Con todo, el recibimiento en Reino Unido fue más bien tibio, y su ascenso en las listas algo medroso. Me preocupaba el hecho de que Track no lo estuviera promocionando debidamente; y si aquel era el caso, ¿a quién debíamos quejarnos? Track era nuestro propio sello discográfico, o así lo veíamos entonces. El single funcionó mejor en EE. UU., pero no a lo grande. El panorama financiero era más bien sombrío. Como ya había supuesto, la gira con los Hermits nos había costado dinero (una eventualidad habitual para artistas en ciernes desde finales de los setenta, pero inédita por entonces). Y ahora tocaba volver a gastarlo en la grabación.

En esta fase de nuestra evolución como grupo, los Who eran descritos como la «banda más escandalosa de la tierra», y aquello era ya nuestra seña de identidad. Entonces empezamos a oír que Vanilla Fudge nos había eclipsado: habían encontrado el modo de amplificar un órgano Hammond potenciando sus decibelios al nivel de una guitarra rock: durante los conciertos, en los viejos auditorios donde tocaban, el yeso se desprendía del techo.

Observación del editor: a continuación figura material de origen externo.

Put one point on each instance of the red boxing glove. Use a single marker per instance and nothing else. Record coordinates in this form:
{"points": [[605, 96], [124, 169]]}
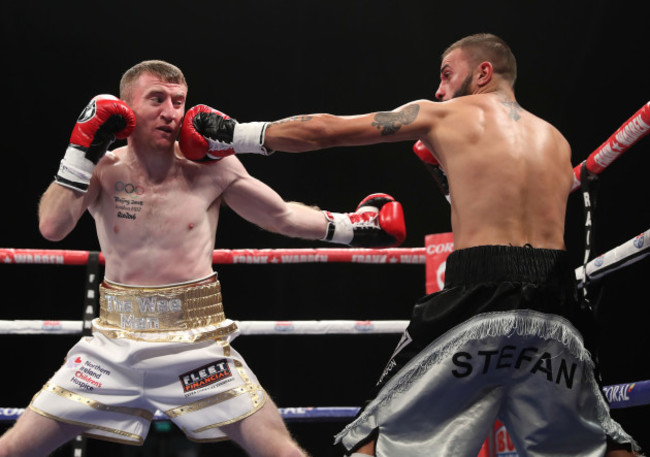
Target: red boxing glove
{"points": [[103, 120], [377, 222], [432, 164], [208, 134]]}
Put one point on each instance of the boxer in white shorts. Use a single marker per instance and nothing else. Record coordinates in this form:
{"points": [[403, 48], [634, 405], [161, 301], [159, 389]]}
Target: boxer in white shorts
{"points": [[162, 341], [182, 365]]}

La cosa nos amoscó. Y yo me aturullé tontamente. En octubre, teníamos una actuación concertada en el Saville Theatre de Brian Epstein con Vanilla Fudge, así que empecé a hacer declaraciones en la prensa asegurando que nos guardábamos un as bajo la manga. En retrospectiva, es evidente que me daba miedo otra experiencia frente a frente como la que había tenido con Jimi Hendrix. Llegado el caso, los Who se comportaron como colegiales y Vanilla Fudge consiguió que el techo se viniera abajo: el edificio fue condenado al derribo poco después. Vanilla Fudge eran fantásticos en vivo y no creo que el volumen de su órgano haya sido jamás superado, pero no eran Jimi Hendrix.

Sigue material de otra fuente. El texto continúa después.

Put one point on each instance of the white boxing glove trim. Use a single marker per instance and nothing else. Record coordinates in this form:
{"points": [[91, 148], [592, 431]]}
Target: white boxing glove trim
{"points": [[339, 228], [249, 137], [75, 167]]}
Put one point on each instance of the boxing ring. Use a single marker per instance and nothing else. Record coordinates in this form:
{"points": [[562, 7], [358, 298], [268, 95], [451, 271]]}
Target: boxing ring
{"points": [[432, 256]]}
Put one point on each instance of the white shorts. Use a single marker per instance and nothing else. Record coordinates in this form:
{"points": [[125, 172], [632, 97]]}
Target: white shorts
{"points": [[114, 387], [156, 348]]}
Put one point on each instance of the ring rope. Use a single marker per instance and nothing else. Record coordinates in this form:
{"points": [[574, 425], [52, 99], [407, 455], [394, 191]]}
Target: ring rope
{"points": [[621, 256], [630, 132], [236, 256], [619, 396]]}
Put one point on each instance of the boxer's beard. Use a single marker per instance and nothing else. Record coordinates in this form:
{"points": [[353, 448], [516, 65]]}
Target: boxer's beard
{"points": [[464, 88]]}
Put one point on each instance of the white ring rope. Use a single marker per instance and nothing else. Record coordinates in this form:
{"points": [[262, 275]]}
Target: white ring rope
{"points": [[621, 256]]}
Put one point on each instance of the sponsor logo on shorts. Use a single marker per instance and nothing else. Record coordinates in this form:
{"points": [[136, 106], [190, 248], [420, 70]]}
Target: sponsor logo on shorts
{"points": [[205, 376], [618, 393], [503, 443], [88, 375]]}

Pobre Jimi. Alguien debió de decirle a su mánager que los Who se habían hecho con una audiencia masiva al salir de gira con Herman’s Hermits (¡mentira!), así que lo mandaron para que acompañara a los Monkeys. En todo caso, hoy resulta fácil olvidar lo exitosos que eran los Monkeys. Su álbum había sido número uno durante todo el verano, y su serie de televisión —que parecían disfrutar incluso los intelectuales más ceñudos del mundo del espectáculo— era un triunfo por todo lo alto. Sea como fuere, aquella asociación con Jimi no parecía pegar mucho.

Los Who también nos estábamos dando cuenta de que necesitábamos algo muy especial si queríamos aspirar a un éxito mayúsculo. Personalmente, me sentía perdido respecto de qué podía ser ese algo, y nadie de entre las mentes creativas del entorno parecía tener la respuesta.

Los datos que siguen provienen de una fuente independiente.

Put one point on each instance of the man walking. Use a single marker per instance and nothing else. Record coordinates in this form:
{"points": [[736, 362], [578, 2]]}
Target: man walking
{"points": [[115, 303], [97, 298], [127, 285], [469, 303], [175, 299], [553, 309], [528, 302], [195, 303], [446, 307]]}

«Después de perder cantidad de tiempo precioso», escribí el 4 de octubre de 1967, poco después de la sesión de fotos para The Who Sell Out, «creo que ha llegado la hora de sacudirnos el polvo».

Regresamos a EE. UU. para una breve gira, celebrando que «I Can See for Miles» había alcanzado el noveno puesto en las listas, y con la esperanza de darle otro empujón. Probablemente había sido nuestra aparición en el programa de los Smothers Brothers lo que más nos había beneficiado, aunque Monterrey también ayudó. Incluso es posible que la gira con los Hermits resultara positiva, quién sabe. Durante varias actuaciones acompañamos a Eric Burdon and The Animals y a los Association. Ellos tenían mayor tirón en taquilla, pero de nuevo sentía que estábamos respaldando a músicos inferiores a nosotros.

En Nueva York pasé una noche en casa de mi amigo Danny Fields. Estaba agotado pero no podía dormir, así que Danny me pasó una pastilla, probablemente Mandrax, un sedante. Me desperté por la noche, como en trance, y con Danny manoseándome todo el cuerpo, pero no lo repelí. Gocé con lo que me hacía, pero no dejé que me follara.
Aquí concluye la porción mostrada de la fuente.